In 90 Sekunden an Deck

sind die 80 Auszubildenden an Bord des Segelschulschiffes DANMARK, wenn eine Feuerübung angesagt ist. Zwei junge Dänen, Laura und Christian, führen mich voller Stolz durch ” ihr” Schiff, wo sie eine nautische Ausbildung bekommen, indem sie die kleine Atlantikrunde machen, – im Herbst in Dänemark starten und im Frühsommer aus der Karibik über den Nordatlantik zurück.

80 junge Leute im Alter von 17 bis 25 Jahren lassen sich für mehrere Monate auf ein Leben ein, wie es Matrosen im 19. Jhd leben mussten. Sie wählen das entbehrungsreiche Dasein freiwillig und finden es großartig. Abenteuer, Teamgeist und das ganz große andere ( dabei leuchten ihre Augen) werden immer wieder genannt.
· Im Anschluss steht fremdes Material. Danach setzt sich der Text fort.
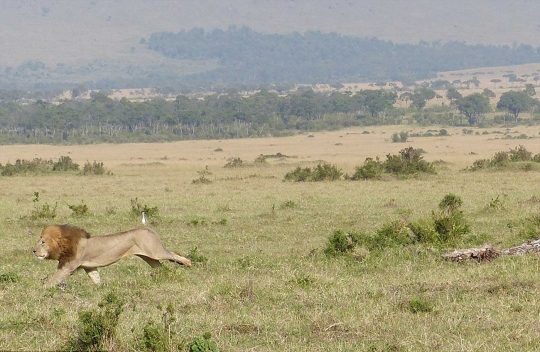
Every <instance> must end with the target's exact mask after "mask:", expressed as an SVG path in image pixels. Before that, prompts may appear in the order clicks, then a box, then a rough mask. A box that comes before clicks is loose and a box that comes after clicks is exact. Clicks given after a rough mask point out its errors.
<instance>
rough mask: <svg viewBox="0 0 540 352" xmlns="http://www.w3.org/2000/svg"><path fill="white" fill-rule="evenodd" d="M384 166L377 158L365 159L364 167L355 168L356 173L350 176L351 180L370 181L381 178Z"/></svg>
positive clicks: (382, 173) (383, 171) (381, 176)
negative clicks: (369, 180)
mask: <svg viewBox="0 0 540 352" xmlns="http://www.w3.org/2000/svg"><path fill="white" fill-rule="evenodd" d="M383 172H384V165H383V163H381V162H380V160H379V157H376V158H375V160H374V159H373V158H367V159H366V160H365V161H364V165H362V166H357V167H356V171H355V172H354V174H353V175H352V176H351V179H352V180H370V179H377V180H378V179H380V178H382V175H383Z"/></svg>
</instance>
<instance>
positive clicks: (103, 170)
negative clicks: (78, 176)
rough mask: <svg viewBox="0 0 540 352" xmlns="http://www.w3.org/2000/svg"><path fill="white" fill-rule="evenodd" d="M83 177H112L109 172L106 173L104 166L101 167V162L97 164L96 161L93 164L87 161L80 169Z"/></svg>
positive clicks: (106, 171)
mask: <svg viewBox="0 0 540 352" xmlns="http://www.w3.org/2000/svg"><path fill="white" fill-rule="evenodd" d="M82 174H83V175H112V173H111V172H110V171H107V170H106V169H105V166H104V165H103V162H100V163H98V162H97V161H94V162H93V163H90V162H89V161H87V162H86V163H85V164H84V166H83V169H82Z"/></svg>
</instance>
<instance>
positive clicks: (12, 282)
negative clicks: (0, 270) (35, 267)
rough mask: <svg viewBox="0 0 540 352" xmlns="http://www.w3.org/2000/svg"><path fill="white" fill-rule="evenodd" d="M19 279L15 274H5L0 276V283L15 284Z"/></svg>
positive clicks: (18, 281) (18, 276)
mask: <svg viewBox="0 0 540 352" xmlns="http://www.w3.org/2000/svg"><path fill="white" fill-rule="evenodd" d="M20 280H21V277H20V276H19V274H17V273H13V272H8V273H5V274H0V283H15V282H19V281H20Z"/></svg>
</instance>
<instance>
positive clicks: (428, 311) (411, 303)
mask: <svg viewBox="0 0 540 352" xmlns="http://www.w3.org/2000/svg"><path fill="white" fill-rule="evenodd" d="M407 308H408V310H409V311H410V312H411V313H414V314H417V313H431V312H433V303H431V302H429V301H426V300H424V299H411V300H409V302H408V304H407Z"/></svg>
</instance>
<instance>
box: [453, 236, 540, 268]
mask: <svg viewBox="0 0 540 352" xmlns="http://www.w3.org/2000/svg"><path fill="white" fill-rule="evenodd" d="M527 253H540V238H537V239H535V240H530V241H527V242H525V243H523V244H521V245H519V246H516V247H511V248H507V249H503V250H496V249H495V248H493V247H492V246H491V245H490V244H485V245H483V246H482V247H480V248H467V249H456V250H455V251H453V252H451V253H446V254H443V258H444V259H447V260H451V261H454V262H461V261H463V260H466V259H474V260H476V261H477V262H482V261H486V260H491V259H495V258H497V257H498V256H500V255H524V254H527Z"/></svg>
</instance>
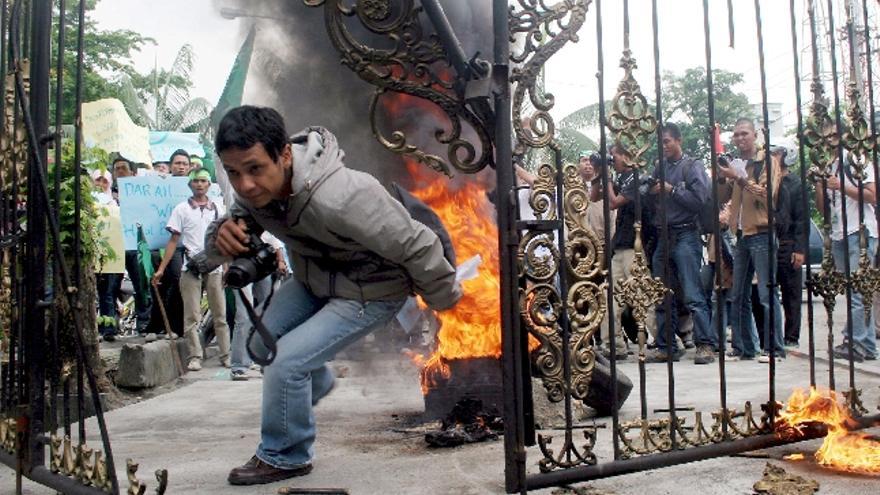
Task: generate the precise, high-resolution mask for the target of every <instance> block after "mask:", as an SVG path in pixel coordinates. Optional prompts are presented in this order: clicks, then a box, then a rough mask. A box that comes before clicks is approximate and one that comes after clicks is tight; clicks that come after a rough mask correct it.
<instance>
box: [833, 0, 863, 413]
mask: <svg viewBox="0 0 880 495" xmlns="http://www.w3.org/2000/svg"><path fill="white" fill-rule="evenodd" d="M828 29H829V31H828V32H829V36H828V39H829V44H830V51H831V53H832V54H834V51H835V49H836V48H835V46H836V41H835V39H834V11H833V4H832V0H828ZM831 70H832V73H834V74H837V57H835V56H832V57H831ZM831 83H832V87H833V88H834V124H835V126H836V128H837V135H838V137H839V138H840V139H839V140H838V143H837V160H838V166H837V172H838V173H837V175H838V179H839V180H840V183H841V185H843V184H846V170H845V169H846V166H845V162H844V159H843V149H844V142H843V123H842V119H841V115H840V114H841V111H840V88H839V84H838V81H837V77H833V78H831ZM858 187H859V191H860V192H859V209H862V208H863V206H864V202H865V198H864V196H863V195H862V193H861V189H862V182H861V180H860V181H859V185H858ZM840 202H841V215H840V219H841V224H842V225H843V243H842V244H843V271H844V275H845V276H846V279H847V284H846V288H845V290H846V334H847V340H849V364H850V366H849V382H850V390H851V391H852V390H855V366H853V356H854V355H853V353H854V348H853V345H854V343H853V314H852V293H853V286H852V280H853V279H852V266H850V262H849V253H850V249H849V228H848V225H847V223H848V221H847V220H848V219H847V211H846V194H845V192H844V191H843V190H841V191H840ZM862 302H863V304H864V302H865V301H864V300H863V301H862ZM832 355H833V351H832ZM853 397H855V394H853ZM851 404H852V403H851Z"/></svg>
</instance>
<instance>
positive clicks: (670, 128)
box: [660, 122, 681, 141]
mask: <svg viewBox="0 0 880 495" xmlns="http://www.w3.org/2000/svg"><path fill="white" fill-rule="evenodd" d="M660 134H661V135H662V134H669V137H671V138H672V139H675V140H677V141H681V129H679V128H678V126H677V125H675V124H673V123H672V122H667V123H665V124H663V128H662V131H661V133H660Z"/></svg>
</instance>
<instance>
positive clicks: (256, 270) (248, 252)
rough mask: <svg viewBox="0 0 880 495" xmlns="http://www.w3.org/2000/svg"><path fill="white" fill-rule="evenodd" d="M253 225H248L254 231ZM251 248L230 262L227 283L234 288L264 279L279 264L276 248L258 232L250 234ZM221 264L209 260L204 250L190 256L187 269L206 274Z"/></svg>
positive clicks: (228, 285)
mask: <svg viewBox="0 0 880 495" xmlns="http://www.w3.org/2000/svg"><path fill="white" fill-rule="evenodd" d="M253 230H254V229H253V226H251V225H248V231H250V232H253ZM248 241H249V245H250V250H248V252H246V253H244V254H242V255H240V256H237V257H236V258H235V259H234V260H232V263H230V264H229V270H228V271H227V272H226V285H227V286H228V287H231V288H233V289H241V288H242V287H245V286H247V285H248V284H250V283H252V282H256V281H258V280H262V279H263V278H265V277H267V276H269V275H271V274H272V272H274V271H275V269H276V267H277V266H278V265H277V258H276V257H275V248H273V247H272V246H270V245H268V244H266V243H265V242H263V240H262V239H260V236H258V235H256V234H250V235H248ZM218 266H220V265H219V264H216V263H211V262H209V261H208V255H207V253H205V252H204V251H202V252H201V253H198V254H196V255H194V256H192V257H190V258H189V261H187V263H186V269H187V270H188V271H189V272H190V273H196V274H199V275H204V274H205V273H209V272H212V271H214V270H215V269H217V267H218Z"/></svg>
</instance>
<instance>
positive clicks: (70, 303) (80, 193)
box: [59, 0, 170, 447]
mask: <svg viewBox="0 0 880 495" xmlns="http://www.w3.org/2000/svg"><path fill="white" fill-rule="evenodd" d="M78 21H79V22H78V24H79V25H78V26H77V28H78V29H77V34H76V37H77V40H76V45H77V53H76V87H75V92H76V96H75V98H76V105H75V107H74V112H75V114H76V116H75V117H74V119H75V121H74V125H75V126H76V127H75V129H76V131H75V132H74V135H75V140H74V143H73V167H74V169H73V170H74V172H73V197H74V200H73V204H74V214H73V218H74V220H73V246H74V248H73V284H74V287H77V291H76V292H74V294H73V295H74V297H73V298H72V300H70V307H71V310H72V311H74V319H77V318H78V314H77V313H79V311H81V310H82V298H81V292H80V291H79V288H80V287H82V269H81V267H80V265H81V264H82V256H81V255H82V253H81V251H80V249H81V247H82V233H81V230H82V222H81V218H80V217H81V215H82V193H81V190H82V188H81V187H80V180H81V179H82V139H83V137H82V73H83V51H84V50H85V47H84V46H83V40H84V38H85V34H84V33H85V0H80V2H79V10H78ZM60 252H61V251H60V249H59V254H60ZM59 259H61V257H60V256H59ZM80 322H81V320H80ZM80 324H81V323H80ZM169 335H170V334H169ZM80 340H82V335H80ZM84 366H87V364H86V359H85V355H84V353H83V352H77V353H76V417H77V420H78V421H77V426H78V427H79V446H80V447H82V446H83V445H85V443H86V422H85V421H84V418H85V416H86V415H85V397H84V395H85V384H84V383H83V381H84V379H83V378H84V377H83V375H84V370H83V367H84ZM98 393H99V392H98V390H97V389H96V388H93V389H92V396H93V397H94V398H95V399H96V401H97V399H98V398H99V395H98ZM96 409H98V408H97V407H96ZM107 447H109V443H108V445H107Z"/></svg>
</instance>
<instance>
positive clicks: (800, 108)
mask: <svg viewBox="0 0 880 495" xmlns="http://www.w3.org/2000/svg"><path fill="white" fill-rule="evenodd" d="M794 1H795V0H789V3H788V11H789V17H790V21H791V22H790V24H791V54H792V55H791V56H792V63H793V67H794V94H795V107H796V108H795V111H796V113H797V134H796V136H797V140H798V163H799V165H800V179H801V188H802V189H801V208H803V211H804V212H806V214H805V215H804V226H803V234H804V239H803V240H802V242H803V245H804V246H806V247H807V252H806V253H805V256H804V258H805V259H804V266H805V267H806V275H805V276H806V279H805V283H806V286H807V287H810V285H812V283H811V281H812V277H813V273H812V272H813V270H812V269H811V263H810V248H809V246H810V231H811V219H810V215H809V212H810V194H809V188H808V187H807V164H806V157H805V156H804V115H803V102H802V101H801V70H800V56H799V52H798V44H797V28H796V24H797V22H796V19H795V10H794ZM807 333H808V335H807V346H808V351H807V352H808V354H809V357H810V386H811V387H815V386H816V342H815V333H814V331H813V291H811V290H807Z"/></svg>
Sie bekommen Unterricht in Navigation, Segelführung und den traditionellen Gewerken und sind ganz in ihre Tagesaufgaben versunken. Ich bin eher diejenige, die bei der Besichtigung immer ausweichen muss, weil sauber gemacht, geschliffen, lackiert, gekocht etc. wird.

Es gibt klare Strukturen und Hierarchien. Jeder ist eingebunden in seine Mannschaft und die über Tag und Nacht durchstrukturierte Taktung der Dienste. Für den Landgang wird eine mit Messing ausgekleidete Tafel bereit gestellt, wo jeder via Stecksystem seine An – oder Abwesenheit feststeckt. Sollte man in diesem Punkte nachlässig sein, gibt es richtig Ärger, versichern mir meine beiden Guides.

Mich begeistert das konkret Praktische dieses Lebens: Die Trainees haben jeder eine Nummer, zwei Handtücher für die Reise, eine Hängematte zusammen mit 80 anderen in einem Raum, nummerierte Gummistiefel, Rettungsausstattung und Overall. Im Dienst wird Marineblau getragen. Überzeugende Sicherheitsschuhe sind die richtige Garderobe für die Füße. Denn alle gehen die Wanten hoch, zweigen dann seitlich auf die Fußpferde ab, wo sie in schwindelnder Höhe ( der Hauptmast hat die Höhe von 38 m )die Segel bergen und lösen. ” Das kann bei uns jeder,” ist die entspannte Aussage von Laura und Christian dazu. Der Spind ist vielleicht 30cm breit und enthält das Wesentliche.

 

Schiebt das Schiff Lage, bauen sie sich eine Art Quarre am Tisch , damit das Geschirr sicher ist. Geduscht wird immer mit dem Gedanken, es gibt auch die Kollegen.

Warum zieht sich jemand Knieschoner an, wenn er doch nicht Fliesenleger wird ? Und schrubbt das Deck? Oder schleift endlose Handläufe per Hand, wofür es doch Maschinen gibt.

Abschließend interessiert mich noch die Frage nach den Handys. ” Ich bin total digitalgedetoxt.” Beim Landgang werden sie herausgegeben. Die DANMARK hat natürlich ein Satellitentelefon für Notfälle.

Der herrliche Geruch in der Vorpiek, wo Tropenhölzer und Werkzeuge verstaut sind, lässt mich erahnen, was der besondere Spirit dieses Schiffes ist. Die Zeit an Bord ist vermutlich ähnlich eindrucksvoll wie gelungene Klassenreisen, die in Erinnerung bleiben und mit einem schönen Gefühl assoziiert werden, obwohl alles unglaublich anstrengend gewesen ist.